The 1991 Pierce 105 model aerial fire truck is on the high seas in a ferry ship called the Hoegh Maputo, on its way to a museum in England. It is due to arrive in Southampton, England, on Nov. 2, Bill Best, who is part of the family who owns and operates the Bredgar & Wormshill Light Railway museum, wrote in an email. They primarily showcase steam and diesel locomotives, as well as old cars and tractors. Most of the items in the museum’s collection are more than 50 years old.

“On the face of it, this was of no interest. However, the idea that it would be scrapped seemed to me to be a shame and if it could be saved at a reasonable cost in terms of money and effort, we should try. We were rather surprised when we were told our offer was accepted!” Best wrote.

Best purchased the fire engine for $16,000.

The Woodstock Volunteer Fire department received an $857,000 grant from the Federal Emergency Management Agency’s Assistance to Firefighters Grant program to purchase a 2017 Smeal Aerial truck. Language in the grant said the money was to be used to help replace outdated apparatus that no longer meet current safety standards. The town was required to match funds of $49,000. The money from Best’s purchase went to help the town meet its matching fund requirement portion of the grant.

“Most get sold to smaller departments with limited resources who have to buy used,” said Zach Hottel, a volunteer member of the Woodstock fire department.

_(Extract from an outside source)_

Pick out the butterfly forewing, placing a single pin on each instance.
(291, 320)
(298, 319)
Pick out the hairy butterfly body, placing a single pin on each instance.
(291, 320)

But, in this case, whoever purchased the 1991 Pierce would not be able to use the fire engine to actually fight a fire because of the grant language that deemed the equipment no longer able to meet safety standards.

“As soon as we got the grant we started to look at who we could sell this to,” Hottel said.

Best stated in the email that the purchase was a bit of an accident. He and his wife were passing through Woodstock when they saw the truck.

“The truck was parked outside the fire house and we got to talking to firefighter Adam Burner. During the discussion he told us it was being replaced and likely to be sold and scrapped,” Best stated in his email.

The museum closes for the season Oct. 29, so the first opportunity for the public to view it will be Easter Sunday 2018.

“We do expect it to produce a wow factor,” Best said.

The fire truck’s offloading and trip home is expected to be filmed as part of the TV series Mega Shippers, Best wrote.